高弾性補強材と高弾性接着剤

高弾性補強材は従来の補強材に比べ優れています。

ポリエステルをベルト状に織った高弾性補強材を高弾性接着剤でコンクリートの表面に貼り付けることで、ひび割れに弾性的な復元力を与えます。つまり、地震のエネルギーを安定した変形の繰り返しに変換することで揺れを収める収震構造を造ります。
画像をクリックすると、SRFおよび炭素繊維での梁補強実験の様子がご覧いただけます。

  • SRF工法
  • 炭素繊維

この実験は、職業能力開発総合大学校 横濱茂之教授によって実施されました。

左のグラフは、鉄筋、炭素繊維、アラミド繊維と高弾性補強材のひずみと単位幅当たりの負担力の関係を示します。他の補強材が、破断したり、降伏して負担力が頭打ちになった以降もひずみに比例して負担力を向上させる性能が確認できます。

中央のグラフは、ひび割れ幅と単位幅当たりの負担力の関係を炭素繊維補強と比較して示しています。炭素繊維は、0.2mmから1.0mm程度の幅の僅かなひび割れで負担力が頭打ちになり、定着長を500mmにとった場合でも、2mm程度のひび割れで効果が無くなりますが、高弾性補強材は、10mm程度のひび割れでも安定して負担力を保持してます。

右のグラフは、無筋コンクリートの梁の横面に補強材を貼り付け、中央に荷重を加えた場合の荷重とたわみの関係です。炭素繊維は、梁の上側の圧縮領域でも剥がれ出し、下側の引張側では一気に剥がれて梁が崩壊しました。SRFは、引張領域でもほとんど剥がれず、大きなたわみでも梁の一体性を保持し、荷重を負担する優れた性能が確認されました。

耐久性も、炭素繊維補強と同等以上であることが確認されています(PDF 28k)

高弾性接着剤は、施工性と耐久性に優れ、人と環境にやさしい

施工性、効果の高さ、そして施工時の臭いにまで気を配った専用の接着剤を使用しています。

  • SRF工法(SRF20)
    1液性の無溶剤タイプ
    程よい硬度なので変形に耐えられる
    無臭
    SRF20はJAIA F☆☆☆☆【認定番号004956】を取得しました。
  • 従来の工法
    2液性のエポキシ樹脂
    非常に固いので変形に対応できない
    強い臭気がある

SRF工法は被覆材が単体で効果を発揮すること、接着が一部解除しても効果を連続的に持続することが特徴です。
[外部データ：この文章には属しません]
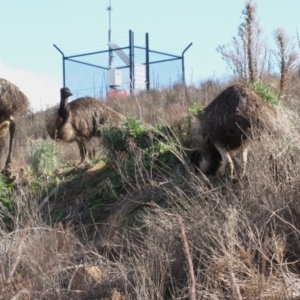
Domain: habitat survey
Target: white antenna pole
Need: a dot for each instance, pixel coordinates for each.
(110, 54)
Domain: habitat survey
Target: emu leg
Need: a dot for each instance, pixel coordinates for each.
(244, 160)
(226, 160)
(12, 128)
(82, 150)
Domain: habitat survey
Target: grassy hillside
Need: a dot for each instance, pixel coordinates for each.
(137, 223)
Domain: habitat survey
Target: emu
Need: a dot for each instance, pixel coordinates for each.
(80, 120)
(225, 127)
(13, 104)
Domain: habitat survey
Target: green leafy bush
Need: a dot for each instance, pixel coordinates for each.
(266, 92)
(44, 157)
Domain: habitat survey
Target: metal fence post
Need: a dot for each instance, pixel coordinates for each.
(64, 68)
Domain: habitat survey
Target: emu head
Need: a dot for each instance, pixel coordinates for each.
(65, 92)
(207, 158)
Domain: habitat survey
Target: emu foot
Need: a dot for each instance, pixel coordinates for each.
(9, 172)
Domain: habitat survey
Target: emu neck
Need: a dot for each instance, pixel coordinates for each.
(63, 110)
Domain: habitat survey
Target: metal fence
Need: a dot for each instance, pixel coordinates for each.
(88, 73)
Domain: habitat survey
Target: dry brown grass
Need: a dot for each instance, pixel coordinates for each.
(242, 235)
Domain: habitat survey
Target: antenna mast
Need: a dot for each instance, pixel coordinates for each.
(110, 54)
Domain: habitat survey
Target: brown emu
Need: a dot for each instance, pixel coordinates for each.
(80, 120)
(225, 126)
(13, 103)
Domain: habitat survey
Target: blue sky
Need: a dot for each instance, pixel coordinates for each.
(30, 28)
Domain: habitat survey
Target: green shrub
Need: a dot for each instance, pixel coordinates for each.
(44, 157)
(6, 192)
(266, 92)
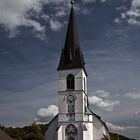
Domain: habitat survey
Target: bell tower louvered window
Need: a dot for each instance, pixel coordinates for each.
(70, 82)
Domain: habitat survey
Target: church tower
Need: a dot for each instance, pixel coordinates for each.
(72, 82)
(75, 121)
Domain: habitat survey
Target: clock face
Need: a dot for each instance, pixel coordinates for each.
(70, 98)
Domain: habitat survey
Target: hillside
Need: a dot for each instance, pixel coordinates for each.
(37, 132)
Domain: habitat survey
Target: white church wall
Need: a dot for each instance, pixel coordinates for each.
(99, 130)
(79, 79)
(88, 135)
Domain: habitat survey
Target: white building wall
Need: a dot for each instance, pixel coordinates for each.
(79, 79)
(88, 135)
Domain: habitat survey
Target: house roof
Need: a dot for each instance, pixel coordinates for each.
(71, 54)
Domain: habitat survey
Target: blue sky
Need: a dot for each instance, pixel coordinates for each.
(32, 33)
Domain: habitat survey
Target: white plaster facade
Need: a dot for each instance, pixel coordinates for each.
(75, 121)
(89, 126)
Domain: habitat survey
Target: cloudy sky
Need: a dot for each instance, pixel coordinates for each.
(32, 33)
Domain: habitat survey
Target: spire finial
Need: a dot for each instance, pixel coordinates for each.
(72, 3)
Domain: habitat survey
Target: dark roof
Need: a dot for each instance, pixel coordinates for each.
(4, 136)
(71, 55)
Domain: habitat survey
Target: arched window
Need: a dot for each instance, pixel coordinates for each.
(70, 81)
(71, 107)
(71, 132)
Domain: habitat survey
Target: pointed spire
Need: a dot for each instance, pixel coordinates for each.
(71, 55)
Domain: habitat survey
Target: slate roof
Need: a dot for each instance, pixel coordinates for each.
(71, 54)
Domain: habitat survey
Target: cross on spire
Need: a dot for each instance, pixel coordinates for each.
(72, 3)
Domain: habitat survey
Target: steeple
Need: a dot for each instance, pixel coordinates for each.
(71, 55)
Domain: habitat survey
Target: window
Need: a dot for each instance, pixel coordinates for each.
(71, 107)
(71, 132)
(70, 82)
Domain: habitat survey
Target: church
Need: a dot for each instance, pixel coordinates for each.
(75, 120)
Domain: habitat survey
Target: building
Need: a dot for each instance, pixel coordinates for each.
(4, 136)
(75, 121)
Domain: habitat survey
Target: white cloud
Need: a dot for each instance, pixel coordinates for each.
(51, 110)
(14, 13)
(133, 95)
(120, 128)
(132, 15)
(99, 100)
(101, 93)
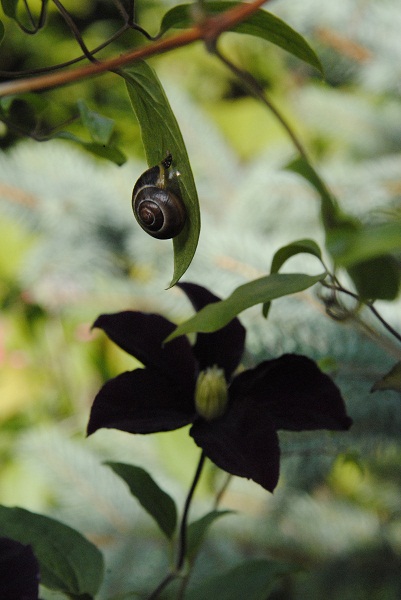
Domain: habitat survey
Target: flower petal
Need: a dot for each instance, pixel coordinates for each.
(243, 442)
(141, 335)
(295, 392)
(140, 401)
(223, 348)
(19, 571)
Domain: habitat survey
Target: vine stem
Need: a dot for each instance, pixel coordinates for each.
(182, 538)
(339, 288)
(208, 30)
(184, 520)
(256, 89)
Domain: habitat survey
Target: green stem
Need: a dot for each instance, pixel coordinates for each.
(257, 90)
(183, 527)
(182, 539)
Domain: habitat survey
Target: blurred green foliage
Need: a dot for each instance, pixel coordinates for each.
(71, 250)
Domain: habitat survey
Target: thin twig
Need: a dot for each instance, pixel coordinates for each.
(183, 528)
(77, 34)
(257, 90)
(208, 30)
(339, 288)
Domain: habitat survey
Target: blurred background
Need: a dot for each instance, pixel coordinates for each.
(71, 250)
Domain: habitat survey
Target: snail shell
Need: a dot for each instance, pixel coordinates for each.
(157, 203)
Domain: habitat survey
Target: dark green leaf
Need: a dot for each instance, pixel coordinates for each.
(100, 128)
(332, 216)
(283, 254)
(253, 580)
(109, 152)
(10, 8)
(68, 562)
(214, 316)
(198, 529)
(260, 24)
(161, 134)
(298, 247)
(377, 278)
(351, 247)
(154, 500)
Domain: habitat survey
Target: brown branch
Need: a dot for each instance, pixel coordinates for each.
(209, 30)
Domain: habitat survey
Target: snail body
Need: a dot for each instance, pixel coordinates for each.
(157, 203)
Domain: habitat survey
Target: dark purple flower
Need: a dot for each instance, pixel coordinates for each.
(240, 436)
(19, 571)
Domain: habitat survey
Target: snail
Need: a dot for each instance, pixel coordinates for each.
(157, 203)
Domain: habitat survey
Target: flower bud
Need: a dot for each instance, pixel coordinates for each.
(211, 395)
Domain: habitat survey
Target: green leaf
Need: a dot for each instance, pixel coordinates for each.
(332, 216)
(377, 278)
(197, 530)
(10, 8)
(100, 128)
(154, 500)
(161, 134)
(260, 24)
(300, 246)
(214, 316)
(68, 562)
(390, 381)
(283, 254)
(253, 580)
(370, 241)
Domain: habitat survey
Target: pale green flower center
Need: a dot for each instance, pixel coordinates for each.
(211, 395)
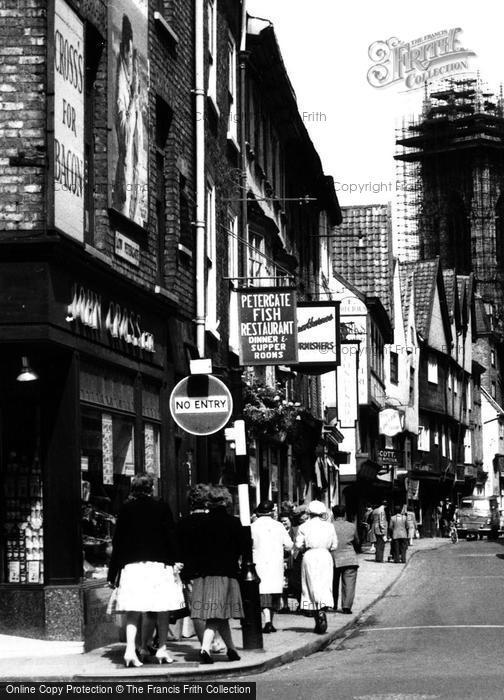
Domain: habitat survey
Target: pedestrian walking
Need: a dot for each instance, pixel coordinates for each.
(379, 528)
(142, 566)
(346, 562)
(411, 524)
(317, 538)
(218, 544)
(270, 539)
(398, 529)
(285, 519)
そこで、接着剤には部材表面や被覆材を破壊しない中強度で弾力性に富んだポリウレタン系の接着剤を使用します。1液性の無溶剤タイプのため、施工・品質管理が容易で、近年、シックハウス症候群で問題となっているホルムアルデヒド、トルエン、キシレンなどの有害物質が発生せず、ビスフェノールAなどの環境ホルモン懸念物質も含まないため、安心してお使いいただけます。従来の2液混合型に比べ施工も遙かに容易です。